We identified between 6000 to 8000 proteins along with 90,000+ peptides (Figure 3B) per digestion method. Both SDC-based methods showed higher protein and peptide coverage than the other methods, with SDC samples desalted with C18 having the most protein IDs and SDC amide having the most peptide IDs (Figure 3C). This is in line with the observations of other studies, which suggest that SDC has a positive effect on trypsin activity.22 This could also be due to the detergent extracting more proteins than other digestion methods, allowing access to a part of the proteome the other 3 methods struggle to reach, such as the endomembrane system, the peroxisome, and the microbody (Figure S4).23 Interestingly, while S-Trap had similar numbers of protein IDs as the other methods, it also had almost 10,000 fewer peptide IDs than the urea sample.
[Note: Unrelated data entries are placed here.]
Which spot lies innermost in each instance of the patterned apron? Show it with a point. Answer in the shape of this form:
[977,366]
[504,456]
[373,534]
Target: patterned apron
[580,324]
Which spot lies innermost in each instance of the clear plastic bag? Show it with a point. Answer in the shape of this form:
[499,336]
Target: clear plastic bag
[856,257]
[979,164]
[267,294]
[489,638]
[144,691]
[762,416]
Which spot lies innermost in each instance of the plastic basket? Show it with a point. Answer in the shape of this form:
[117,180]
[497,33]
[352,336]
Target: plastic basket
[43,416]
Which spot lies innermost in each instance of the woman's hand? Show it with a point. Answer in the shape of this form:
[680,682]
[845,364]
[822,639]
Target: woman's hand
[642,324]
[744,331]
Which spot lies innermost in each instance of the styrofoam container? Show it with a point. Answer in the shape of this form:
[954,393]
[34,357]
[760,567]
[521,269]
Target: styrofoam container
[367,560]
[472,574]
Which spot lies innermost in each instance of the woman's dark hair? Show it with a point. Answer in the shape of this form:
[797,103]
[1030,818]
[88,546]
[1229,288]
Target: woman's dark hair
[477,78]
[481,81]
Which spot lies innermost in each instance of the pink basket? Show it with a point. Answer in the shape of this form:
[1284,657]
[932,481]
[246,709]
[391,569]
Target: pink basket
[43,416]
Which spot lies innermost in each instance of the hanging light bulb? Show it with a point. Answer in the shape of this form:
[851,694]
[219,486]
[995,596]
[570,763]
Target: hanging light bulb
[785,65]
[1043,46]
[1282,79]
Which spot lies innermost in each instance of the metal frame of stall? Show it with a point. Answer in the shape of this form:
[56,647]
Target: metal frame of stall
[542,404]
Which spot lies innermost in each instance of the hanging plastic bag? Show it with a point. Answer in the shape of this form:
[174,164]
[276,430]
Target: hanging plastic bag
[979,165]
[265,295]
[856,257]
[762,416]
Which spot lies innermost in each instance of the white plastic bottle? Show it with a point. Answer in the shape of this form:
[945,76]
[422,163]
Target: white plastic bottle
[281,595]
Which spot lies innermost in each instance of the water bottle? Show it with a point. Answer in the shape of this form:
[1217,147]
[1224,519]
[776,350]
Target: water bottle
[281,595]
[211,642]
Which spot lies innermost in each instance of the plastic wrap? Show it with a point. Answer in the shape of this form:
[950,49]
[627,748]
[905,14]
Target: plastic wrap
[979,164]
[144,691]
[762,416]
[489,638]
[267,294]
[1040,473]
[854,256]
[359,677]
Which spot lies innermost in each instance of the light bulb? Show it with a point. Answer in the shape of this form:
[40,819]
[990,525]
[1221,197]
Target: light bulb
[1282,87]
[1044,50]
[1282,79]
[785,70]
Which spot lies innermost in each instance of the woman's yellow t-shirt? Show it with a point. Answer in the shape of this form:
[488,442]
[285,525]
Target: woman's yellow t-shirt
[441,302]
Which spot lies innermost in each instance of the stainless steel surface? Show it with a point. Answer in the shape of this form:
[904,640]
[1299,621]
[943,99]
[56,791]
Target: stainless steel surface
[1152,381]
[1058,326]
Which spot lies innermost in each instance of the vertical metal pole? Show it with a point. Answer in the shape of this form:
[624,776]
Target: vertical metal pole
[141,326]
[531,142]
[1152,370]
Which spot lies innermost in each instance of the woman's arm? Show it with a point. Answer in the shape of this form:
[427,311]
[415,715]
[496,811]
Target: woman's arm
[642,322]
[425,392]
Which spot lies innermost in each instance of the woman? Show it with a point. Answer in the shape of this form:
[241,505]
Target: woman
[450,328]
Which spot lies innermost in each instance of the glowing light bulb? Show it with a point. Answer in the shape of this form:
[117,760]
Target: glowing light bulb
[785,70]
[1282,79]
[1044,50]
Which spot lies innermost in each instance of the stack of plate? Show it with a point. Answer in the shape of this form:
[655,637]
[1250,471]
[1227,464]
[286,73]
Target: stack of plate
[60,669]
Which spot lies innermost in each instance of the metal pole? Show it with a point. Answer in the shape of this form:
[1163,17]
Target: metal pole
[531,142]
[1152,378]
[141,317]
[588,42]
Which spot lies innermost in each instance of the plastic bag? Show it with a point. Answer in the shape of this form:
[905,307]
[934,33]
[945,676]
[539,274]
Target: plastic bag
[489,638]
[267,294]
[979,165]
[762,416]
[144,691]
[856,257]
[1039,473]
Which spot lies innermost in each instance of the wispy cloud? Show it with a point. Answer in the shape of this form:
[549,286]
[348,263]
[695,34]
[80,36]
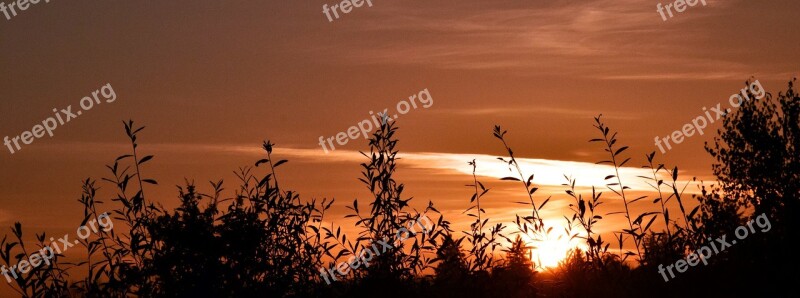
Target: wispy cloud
[605,39]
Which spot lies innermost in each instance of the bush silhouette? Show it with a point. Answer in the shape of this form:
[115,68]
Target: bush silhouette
[264,240]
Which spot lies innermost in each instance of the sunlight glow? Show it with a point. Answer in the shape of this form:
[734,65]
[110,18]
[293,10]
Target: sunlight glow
[549,252]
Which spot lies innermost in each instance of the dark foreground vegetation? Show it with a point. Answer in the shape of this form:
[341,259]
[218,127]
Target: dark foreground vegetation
[263,240]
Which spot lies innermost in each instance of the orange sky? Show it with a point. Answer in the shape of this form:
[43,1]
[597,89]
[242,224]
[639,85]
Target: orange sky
[212,79]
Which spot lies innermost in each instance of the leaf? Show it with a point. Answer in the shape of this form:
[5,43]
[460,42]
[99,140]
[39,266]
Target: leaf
[280,162]
[261,161]
[620,150]
[543,203]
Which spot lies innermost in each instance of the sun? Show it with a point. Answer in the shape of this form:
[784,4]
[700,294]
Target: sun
[548,253]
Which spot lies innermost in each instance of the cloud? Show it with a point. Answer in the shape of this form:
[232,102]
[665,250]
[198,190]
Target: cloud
[603,39]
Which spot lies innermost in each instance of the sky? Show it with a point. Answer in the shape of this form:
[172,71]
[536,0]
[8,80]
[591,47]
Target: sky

We also examined the percentages of missed cleavages (Figure 3D). Thermo’s EasyPep has the lowest percentage of missed cleavages (9%), which is in line with the results of other studies.3−7 Conversely, urea has the highest percentage of 1–2 missed cleavages (21%), which could be due to interference with tryptic activity.24,25 This incomplete digestion could result in lower protein IDs and lower proteome coverage overall, and we do observe urea to be below both the SDC and EasyPep methods on protein coverage (Figure 3B). Previous experiments have shown using dual-protease with trypsin and Lys-C has a positive effect on proteome coverage.26,27 To that end, we utilized Thermo Fisher’s trypsin/Lys-C mix for all our digestion methods, in order to maximize coverage and better compare each method’s results. As a result, the protein and peptide counts identified in this study is higher than seen in similar studies, providing additional information that is not investigated before.3−7 In terms of peptide recovery after desalting, S-Trap samples were the most consistent in terms of peptide recovery post desalting. EasyPep had the highest variation among samples for peptide recovery (Figure 3E). SDC C18 had the lowest overall recovery, while SDC amide, S-Trap, and EasyPep had the highest overall recovery. The C18 columns were more effective at recovering peptides from urea samples compared to SDC samples, perhaps due to not all SDC being precipitated out via pH change or possibly due to SDC extracting some components of the cell which can interfere with peptides binding to C18.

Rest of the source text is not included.